Por isso, se queremos consolidar o nosso discipulado neste tempo de Quaresma, temos, infelizmente, de nos debruçar também sobre as irregularidades da Igreja. São essas irregularidades que distorceram o seu testemunho, quase o fazendo desaparecer. São elas que levam a Igreja a afundar-se na insignificância. O veneno do modernismo penetrou profundamente na Igreja e está se espalhando por todo o seu organismo como um tumor canceroso.
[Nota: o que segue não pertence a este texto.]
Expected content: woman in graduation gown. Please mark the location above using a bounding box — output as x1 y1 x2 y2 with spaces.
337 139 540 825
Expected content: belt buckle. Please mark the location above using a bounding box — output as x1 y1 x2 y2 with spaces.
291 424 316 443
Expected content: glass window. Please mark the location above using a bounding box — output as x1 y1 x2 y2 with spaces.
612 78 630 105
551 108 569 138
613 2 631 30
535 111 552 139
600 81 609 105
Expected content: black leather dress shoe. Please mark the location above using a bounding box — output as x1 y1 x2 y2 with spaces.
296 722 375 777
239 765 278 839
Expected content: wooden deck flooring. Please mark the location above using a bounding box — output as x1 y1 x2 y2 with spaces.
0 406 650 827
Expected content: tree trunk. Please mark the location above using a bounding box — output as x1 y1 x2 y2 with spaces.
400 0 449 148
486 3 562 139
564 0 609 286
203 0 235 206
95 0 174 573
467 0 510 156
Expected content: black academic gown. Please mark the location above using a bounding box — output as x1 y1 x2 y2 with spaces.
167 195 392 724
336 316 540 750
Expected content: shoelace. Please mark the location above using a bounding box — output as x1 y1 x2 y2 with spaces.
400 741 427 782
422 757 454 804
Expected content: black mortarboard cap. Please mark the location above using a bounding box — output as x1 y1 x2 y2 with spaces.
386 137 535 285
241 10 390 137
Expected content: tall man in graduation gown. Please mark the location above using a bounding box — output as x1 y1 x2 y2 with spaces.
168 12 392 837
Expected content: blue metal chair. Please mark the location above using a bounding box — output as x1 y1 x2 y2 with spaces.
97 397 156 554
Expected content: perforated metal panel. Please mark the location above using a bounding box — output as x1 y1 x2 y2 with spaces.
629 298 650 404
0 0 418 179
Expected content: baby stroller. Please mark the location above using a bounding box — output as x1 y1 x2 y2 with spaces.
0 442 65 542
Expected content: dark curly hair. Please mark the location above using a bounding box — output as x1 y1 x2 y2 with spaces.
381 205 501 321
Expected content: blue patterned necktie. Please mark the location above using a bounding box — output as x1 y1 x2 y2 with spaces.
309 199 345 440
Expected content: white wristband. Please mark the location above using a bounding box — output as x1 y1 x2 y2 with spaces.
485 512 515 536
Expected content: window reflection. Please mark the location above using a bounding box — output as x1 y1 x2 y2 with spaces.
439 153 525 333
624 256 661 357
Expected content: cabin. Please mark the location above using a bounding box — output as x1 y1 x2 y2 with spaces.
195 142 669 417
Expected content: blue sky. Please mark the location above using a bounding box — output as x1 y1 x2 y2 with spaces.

Em nosso percurso sobre a virtude da discrição, o filósofo alemão Dietrich von Hildebrand nos acompanhará na descoberta de alguns aspectos do discernimento dos espíritos. Na introdução de seu livro “A vinha devastada”, Hildebrand menciona uma “quinta coluna”, referindo-se a um grupo de clérigos que, de maneira consciente, destroem a Igreja, numa espécie de conspiração. São padres, teólogos e bispos que perderam a fé, mas permanecem na Igreja. Apresentam-se como salvadores da Igreja no mundo moderno e trabalham em conjunto com maçons e comunistas para destruir o Corpo místico de Cristo a partir de seu interior. Em seguida, Hildebrand aborda o grupo daqueles que desejam transformar a Igreja em algo totalmente contrário à sua verdadeira natureza. Ao despojá-la de seu caráter sobrenatural, secularizando-a e dessacralizando-a, eles querem transformá-la em uma instituição humanitária. Esse grupo usa a mesma camuflagem que os inimigos da Igreja, apresentando suas reformas como progresso e adaptação à mentalidade do homem moderno.
Não é difícil ver que esse é precisamente o objetivo da atual hierarquia da Igreja. As meditações que se seguem tornarão isso ainda mais claro, para que o discípulo do Senhor esteja preparado para a resistência espiritual e possa agir com discrição.